Oktober 1917. In der Stadt an der Newa ist der Teufel los. Von überall her eilen die Massen zum Winterpalais, dem Palast des verhassten Zaren, in dem dieser zwar nicht mehr residiert, denn er wurde einige Monate zuvor zur Abdankung gezwungen, wohl aber die Provisorische Regierung, und die ist nicht weniger verhasst. Im Palast haben sich deren Mitglieder verbarrikadiert, doch das wird ihnen nichts nützen. "Nieder mit den Reaktionären!", skandieren die aufgeputschten Massen, während sie auf das große Tor zustürmen. Nichts kann sie aufhalten, todesmutig stürzen sie sich den Waffen des Klassenfeindes entgegen, denn ihre Wut ist grenzenlos. Schon klettert ein Matrose über das Tor, öffnet es, und die Aufständischen drängen in den Palast. Kanonen donnern, überall kracht und blitzt es aus den Mündungen der Gewehre, derweil die Revolutionäre in die Räume eindringen, ins Schlafgemach der Zarin, wo sie mit Bajonetten deren Federbetten aufschlitzen und Hohn und Spott über die Attribute der herrscherlichen Dekadenz ausgießen.
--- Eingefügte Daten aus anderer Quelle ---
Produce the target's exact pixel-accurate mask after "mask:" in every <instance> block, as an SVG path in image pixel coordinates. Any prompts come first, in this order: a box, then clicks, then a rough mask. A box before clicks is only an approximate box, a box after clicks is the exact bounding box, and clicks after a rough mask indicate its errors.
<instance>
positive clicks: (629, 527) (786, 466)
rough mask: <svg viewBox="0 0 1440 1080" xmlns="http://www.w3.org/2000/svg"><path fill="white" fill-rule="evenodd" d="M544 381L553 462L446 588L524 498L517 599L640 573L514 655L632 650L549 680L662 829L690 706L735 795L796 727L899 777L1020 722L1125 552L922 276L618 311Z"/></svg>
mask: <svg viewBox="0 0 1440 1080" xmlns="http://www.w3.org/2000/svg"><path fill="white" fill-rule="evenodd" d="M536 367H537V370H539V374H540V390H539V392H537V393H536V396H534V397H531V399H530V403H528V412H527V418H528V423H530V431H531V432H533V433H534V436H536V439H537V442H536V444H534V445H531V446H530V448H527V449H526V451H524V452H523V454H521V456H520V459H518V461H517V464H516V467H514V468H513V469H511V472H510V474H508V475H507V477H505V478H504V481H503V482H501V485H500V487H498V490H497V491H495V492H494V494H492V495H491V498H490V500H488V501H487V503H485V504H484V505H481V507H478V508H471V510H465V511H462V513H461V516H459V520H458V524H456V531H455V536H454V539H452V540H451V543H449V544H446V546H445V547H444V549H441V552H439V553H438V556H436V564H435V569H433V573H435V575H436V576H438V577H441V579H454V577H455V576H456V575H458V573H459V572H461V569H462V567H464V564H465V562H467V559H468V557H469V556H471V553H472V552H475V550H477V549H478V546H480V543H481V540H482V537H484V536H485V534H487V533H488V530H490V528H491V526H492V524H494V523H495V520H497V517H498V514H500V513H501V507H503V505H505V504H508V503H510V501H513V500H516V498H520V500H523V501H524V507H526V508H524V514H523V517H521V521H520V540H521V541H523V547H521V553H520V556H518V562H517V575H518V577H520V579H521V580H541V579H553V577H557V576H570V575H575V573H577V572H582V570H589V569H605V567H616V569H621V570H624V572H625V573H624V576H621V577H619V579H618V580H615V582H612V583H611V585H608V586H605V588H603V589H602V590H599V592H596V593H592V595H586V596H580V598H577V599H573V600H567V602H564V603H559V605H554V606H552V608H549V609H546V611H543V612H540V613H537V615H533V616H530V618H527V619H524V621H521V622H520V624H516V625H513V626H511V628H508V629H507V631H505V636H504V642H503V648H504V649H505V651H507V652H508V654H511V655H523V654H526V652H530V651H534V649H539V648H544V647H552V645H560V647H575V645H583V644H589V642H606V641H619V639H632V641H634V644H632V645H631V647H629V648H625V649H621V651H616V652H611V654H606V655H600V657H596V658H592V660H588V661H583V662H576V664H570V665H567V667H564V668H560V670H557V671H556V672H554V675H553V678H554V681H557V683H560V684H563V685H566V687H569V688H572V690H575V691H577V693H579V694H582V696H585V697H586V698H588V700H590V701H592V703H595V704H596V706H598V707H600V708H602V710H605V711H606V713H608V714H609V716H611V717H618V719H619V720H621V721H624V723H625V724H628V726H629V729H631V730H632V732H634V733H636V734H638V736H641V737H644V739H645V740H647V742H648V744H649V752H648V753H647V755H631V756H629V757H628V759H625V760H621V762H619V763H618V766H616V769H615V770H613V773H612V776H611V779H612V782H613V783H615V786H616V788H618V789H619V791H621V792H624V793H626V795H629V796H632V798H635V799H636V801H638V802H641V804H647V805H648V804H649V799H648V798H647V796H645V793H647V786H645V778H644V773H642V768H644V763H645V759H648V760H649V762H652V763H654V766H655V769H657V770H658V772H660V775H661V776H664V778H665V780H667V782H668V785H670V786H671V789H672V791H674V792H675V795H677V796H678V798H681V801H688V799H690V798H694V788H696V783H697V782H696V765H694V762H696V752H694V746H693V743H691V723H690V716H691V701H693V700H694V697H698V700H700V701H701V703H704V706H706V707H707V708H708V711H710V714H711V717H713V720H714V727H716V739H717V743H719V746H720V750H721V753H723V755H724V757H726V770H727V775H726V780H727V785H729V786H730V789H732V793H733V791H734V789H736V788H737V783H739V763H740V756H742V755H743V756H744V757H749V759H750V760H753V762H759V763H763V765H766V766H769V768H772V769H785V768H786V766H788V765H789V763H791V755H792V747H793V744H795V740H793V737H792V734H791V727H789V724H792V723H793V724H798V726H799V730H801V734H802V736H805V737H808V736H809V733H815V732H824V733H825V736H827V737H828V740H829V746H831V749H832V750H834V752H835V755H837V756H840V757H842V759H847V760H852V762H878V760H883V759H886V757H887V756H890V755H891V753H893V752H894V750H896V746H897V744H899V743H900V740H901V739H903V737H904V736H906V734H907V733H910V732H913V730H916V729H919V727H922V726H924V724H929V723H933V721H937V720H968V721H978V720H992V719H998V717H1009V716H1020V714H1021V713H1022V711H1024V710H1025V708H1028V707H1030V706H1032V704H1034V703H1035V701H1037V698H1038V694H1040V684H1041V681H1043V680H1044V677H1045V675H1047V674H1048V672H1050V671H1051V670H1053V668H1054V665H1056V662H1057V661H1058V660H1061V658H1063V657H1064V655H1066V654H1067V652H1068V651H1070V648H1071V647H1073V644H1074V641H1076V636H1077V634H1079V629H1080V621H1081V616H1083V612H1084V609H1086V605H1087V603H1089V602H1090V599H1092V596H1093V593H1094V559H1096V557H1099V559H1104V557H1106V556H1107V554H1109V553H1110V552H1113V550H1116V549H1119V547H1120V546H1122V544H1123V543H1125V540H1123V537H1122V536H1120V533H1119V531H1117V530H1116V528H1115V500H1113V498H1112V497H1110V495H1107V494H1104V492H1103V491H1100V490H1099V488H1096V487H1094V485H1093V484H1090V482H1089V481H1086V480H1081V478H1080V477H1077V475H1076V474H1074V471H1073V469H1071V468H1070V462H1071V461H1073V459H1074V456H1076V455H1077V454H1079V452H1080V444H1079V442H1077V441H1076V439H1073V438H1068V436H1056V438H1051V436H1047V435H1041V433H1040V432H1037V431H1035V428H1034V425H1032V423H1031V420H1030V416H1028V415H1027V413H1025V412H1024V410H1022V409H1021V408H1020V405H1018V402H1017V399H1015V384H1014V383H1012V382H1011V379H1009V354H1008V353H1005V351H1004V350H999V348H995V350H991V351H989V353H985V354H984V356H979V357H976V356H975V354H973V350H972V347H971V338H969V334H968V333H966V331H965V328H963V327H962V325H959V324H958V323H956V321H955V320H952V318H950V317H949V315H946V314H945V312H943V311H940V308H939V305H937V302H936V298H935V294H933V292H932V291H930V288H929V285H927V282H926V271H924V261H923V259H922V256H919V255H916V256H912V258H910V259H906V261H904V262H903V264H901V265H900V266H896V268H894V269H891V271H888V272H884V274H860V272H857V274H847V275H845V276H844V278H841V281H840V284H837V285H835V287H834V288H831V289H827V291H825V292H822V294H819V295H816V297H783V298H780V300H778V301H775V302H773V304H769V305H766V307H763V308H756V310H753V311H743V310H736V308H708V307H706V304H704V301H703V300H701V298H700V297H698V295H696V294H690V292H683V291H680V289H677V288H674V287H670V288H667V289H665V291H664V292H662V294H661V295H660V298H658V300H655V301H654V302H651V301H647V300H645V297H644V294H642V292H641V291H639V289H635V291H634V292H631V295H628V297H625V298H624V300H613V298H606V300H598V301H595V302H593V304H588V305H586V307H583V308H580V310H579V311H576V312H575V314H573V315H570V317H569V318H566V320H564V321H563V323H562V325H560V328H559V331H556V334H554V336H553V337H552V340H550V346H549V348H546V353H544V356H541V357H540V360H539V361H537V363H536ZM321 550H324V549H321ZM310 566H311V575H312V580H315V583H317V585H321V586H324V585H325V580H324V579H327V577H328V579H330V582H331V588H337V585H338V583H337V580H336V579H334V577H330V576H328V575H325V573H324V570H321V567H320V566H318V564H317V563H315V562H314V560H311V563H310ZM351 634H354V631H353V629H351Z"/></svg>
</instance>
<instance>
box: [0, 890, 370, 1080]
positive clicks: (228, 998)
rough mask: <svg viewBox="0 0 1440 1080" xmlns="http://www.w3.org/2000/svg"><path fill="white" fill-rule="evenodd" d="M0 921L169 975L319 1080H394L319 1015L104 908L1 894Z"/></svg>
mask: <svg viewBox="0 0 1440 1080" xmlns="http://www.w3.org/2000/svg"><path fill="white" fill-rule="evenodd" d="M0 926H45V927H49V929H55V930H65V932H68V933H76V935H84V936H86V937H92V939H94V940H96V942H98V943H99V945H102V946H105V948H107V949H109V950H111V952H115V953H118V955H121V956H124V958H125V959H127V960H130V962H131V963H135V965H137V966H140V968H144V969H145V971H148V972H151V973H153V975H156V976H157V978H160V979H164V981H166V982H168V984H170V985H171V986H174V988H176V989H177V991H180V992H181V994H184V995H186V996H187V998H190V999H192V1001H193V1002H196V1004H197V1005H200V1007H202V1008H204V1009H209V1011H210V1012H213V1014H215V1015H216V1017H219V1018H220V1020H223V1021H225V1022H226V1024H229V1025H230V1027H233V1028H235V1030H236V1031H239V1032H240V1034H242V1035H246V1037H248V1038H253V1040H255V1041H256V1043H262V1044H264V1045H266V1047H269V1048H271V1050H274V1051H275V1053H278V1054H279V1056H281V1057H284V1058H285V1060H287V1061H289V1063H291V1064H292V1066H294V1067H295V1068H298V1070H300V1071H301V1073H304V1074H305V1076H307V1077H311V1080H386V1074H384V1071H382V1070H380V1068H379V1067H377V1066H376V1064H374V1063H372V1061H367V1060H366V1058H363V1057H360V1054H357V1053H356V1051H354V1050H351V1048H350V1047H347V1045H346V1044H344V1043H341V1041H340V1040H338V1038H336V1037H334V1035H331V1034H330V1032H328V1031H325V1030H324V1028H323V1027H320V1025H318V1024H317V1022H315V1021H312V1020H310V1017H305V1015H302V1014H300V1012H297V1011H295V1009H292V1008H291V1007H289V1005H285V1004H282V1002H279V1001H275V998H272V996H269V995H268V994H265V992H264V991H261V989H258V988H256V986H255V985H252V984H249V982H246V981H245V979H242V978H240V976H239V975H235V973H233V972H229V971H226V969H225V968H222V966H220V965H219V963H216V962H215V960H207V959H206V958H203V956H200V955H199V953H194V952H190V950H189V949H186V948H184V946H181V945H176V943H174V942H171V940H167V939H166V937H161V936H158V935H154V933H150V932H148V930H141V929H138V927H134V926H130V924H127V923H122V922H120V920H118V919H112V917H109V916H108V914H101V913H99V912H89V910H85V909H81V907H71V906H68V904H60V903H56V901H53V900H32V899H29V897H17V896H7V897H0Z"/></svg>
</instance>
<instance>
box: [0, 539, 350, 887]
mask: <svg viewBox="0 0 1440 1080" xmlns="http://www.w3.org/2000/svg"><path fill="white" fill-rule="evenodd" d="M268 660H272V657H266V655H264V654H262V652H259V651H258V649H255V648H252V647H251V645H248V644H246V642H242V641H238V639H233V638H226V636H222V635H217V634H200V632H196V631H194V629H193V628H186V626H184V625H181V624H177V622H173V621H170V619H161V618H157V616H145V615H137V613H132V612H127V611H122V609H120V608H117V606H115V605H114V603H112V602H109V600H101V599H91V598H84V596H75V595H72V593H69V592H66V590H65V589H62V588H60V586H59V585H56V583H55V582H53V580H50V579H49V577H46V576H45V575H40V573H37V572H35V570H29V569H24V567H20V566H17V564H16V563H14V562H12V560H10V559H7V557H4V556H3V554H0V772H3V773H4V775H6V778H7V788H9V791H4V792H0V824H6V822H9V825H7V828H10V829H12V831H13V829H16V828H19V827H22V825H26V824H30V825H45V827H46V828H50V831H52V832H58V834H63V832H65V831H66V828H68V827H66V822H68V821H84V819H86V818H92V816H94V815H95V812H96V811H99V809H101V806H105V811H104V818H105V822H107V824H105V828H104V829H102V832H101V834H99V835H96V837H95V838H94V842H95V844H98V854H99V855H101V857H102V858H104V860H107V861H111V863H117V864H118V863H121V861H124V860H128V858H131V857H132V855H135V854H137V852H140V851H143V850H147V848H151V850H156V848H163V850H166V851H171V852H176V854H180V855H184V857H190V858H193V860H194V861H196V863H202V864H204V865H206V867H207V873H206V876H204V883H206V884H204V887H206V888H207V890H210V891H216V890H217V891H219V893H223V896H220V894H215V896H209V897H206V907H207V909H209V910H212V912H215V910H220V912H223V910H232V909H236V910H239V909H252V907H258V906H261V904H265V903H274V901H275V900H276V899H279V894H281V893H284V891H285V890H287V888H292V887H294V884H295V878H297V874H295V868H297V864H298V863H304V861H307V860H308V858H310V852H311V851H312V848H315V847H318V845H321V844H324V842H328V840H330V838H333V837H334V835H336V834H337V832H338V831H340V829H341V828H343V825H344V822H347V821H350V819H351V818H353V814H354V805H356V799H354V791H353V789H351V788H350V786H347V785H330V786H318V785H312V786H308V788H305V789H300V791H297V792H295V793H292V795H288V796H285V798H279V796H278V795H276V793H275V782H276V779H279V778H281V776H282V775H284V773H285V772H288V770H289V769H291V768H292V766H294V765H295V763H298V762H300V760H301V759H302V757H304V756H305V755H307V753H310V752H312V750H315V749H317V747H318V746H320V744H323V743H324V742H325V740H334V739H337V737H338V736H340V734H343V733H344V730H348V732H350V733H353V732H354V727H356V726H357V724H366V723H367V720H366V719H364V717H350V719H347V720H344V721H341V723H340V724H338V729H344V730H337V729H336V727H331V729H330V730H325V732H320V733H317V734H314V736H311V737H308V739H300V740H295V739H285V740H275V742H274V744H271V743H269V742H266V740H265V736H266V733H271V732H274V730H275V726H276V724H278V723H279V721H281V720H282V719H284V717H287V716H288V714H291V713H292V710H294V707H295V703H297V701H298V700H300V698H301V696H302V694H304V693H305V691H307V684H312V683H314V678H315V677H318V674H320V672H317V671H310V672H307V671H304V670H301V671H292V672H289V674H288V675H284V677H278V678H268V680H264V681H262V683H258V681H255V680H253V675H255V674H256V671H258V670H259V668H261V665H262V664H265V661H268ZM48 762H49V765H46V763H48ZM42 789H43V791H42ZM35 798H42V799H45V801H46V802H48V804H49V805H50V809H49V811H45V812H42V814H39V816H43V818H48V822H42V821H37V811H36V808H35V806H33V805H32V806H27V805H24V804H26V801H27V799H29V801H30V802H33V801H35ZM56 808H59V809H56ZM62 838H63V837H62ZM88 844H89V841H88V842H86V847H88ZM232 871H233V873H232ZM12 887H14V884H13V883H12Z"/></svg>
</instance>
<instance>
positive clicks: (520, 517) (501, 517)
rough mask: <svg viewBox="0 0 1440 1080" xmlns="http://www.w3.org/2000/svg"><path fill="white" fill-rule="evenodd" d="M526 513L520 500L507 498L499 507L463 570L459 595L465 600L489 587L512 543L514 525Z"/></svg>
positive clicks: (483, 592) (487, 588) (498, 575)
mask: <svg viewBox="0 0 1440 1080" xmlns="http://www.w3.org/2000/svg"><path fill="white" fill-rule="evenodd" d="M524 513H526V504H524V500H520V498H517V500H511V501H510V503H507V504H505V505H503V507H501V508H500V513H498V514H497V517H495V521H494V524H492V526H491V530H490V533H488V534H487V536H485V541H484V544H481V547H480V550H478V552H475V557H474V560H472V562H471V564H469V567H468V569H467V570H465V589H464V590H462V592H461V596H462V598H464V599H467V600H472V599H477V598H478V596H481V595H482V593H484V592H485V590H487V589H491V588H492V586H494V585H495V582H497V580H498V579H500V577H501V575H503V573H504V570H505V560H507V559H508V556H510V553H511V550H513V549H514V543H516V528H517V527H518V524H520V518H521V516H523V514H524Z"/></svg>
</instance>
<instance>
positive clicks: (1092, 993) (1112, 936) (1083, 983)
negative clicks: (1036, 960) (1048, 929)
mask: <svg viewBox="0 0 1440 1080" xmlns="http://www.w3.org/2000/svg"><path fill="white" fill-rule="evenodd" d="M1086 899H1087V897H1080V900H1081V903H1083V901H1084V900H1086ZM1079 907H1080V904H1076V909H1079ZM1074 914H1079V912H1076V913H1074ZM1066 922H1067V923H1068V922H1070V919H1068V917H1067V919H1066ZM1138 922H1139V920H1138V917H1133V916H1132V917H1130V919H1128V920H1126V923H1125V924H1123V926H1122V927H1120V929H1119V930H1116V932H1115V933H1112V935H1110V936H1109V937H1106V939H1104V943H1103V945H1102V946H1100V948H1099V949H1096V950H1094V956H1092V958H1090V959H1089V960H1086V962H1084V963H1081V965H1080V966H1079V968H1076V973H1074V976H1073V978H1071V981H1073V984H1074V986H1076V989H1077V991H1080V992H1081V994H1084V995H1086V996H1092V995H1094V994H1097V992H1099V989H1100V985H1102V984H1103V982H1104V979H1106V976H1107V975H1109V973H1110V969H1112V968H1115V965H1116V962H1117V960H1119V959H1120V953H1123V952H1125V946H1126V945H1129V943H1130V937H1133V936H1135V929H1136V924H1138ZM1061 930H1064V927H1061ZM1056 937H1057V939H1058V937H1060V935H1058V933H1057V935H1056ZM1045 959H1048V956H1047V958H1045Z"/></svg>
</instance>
Wer Unrechtes tut, muss zittern vor diesen Söhnen der Revolution, seien es die Lakaien der Bourgeoisie, die sich im allgemeinen Chaos silberne Löffel in die Taschen stopfen oder der Mob in den eigenen Reihen, der sich über den Weinkeller des Zaren her macht, bis schwielige Arbeiterfäuste die Flaschen zerschlagen. Und zittern muss auch die Provisorische Regierung, dieses feige Pack, das sich angstschlotternd und ohne Widerstand dem hereinstürmenden Proletariat ergibt. Angeführt von der Partei der Bolschewiki, hat die Revolution des Volkes gesiegt. Nun gilt es, den Worten Lenins zu folgen und den sozialistischen Staat aufzubauen. Und damit jedermann diese zentrale Botschaft auch wirklich versteht, ist der Film an dieser Stelle zu Ende. Jener Film, den der Regissseur Sergej Eisenstein im Auftrag Stalins zum 10. Jahrestag der Oktoberrevolution gedreht hat und der mit seinen suggestiven Bildern für Generationen das Bild vom Ablauf der damaligen Ereignisse prägte.
 
 
Die Wahrheit ist anders, und sie ist weit weniger spektakulär. Am 25. Oktober (nach unserem gregorianischen Kalender am 7. November) drangen die Bolschewiki in das Winterpalais des bereits entmachteten Zaren in Sankt Petersburg ein, das damals Petrograd hieß, verhafteten die Mitglieder der Provisorischen Regierung, ließen diese bald darauf aber wieder frei, nachdem sie sich per Unterschrift zum Rückzug aus der Politik verpflichtet hatten. Blut wurde bei dieser Aktion nicht vergossen - auch in der Stadt nicht, wo das Leben normal weiterlief. Die Theater spielten ihr angesetztes Programm, auf den Straßen flanierten die Bürger, und erst am nächsten Morgen erfuhren die meisten aus den Zeitungen, was sich am Vorabend zugetragen hatte. Leo Trotzki, der Organisator des Aufstandes, notierte später in seinen Erinnerungen: "Alle wichtigen Punkte der Stadt gehen in unsere Hände über; fast ohne Widerstand, ohne Kampf, ohne Opfer." Mit anderen Worten: Die Erstürmung des Winterpalais, die von Eisenstein auf Zelluloid gebannt wurde, hat es so niemals gegeben.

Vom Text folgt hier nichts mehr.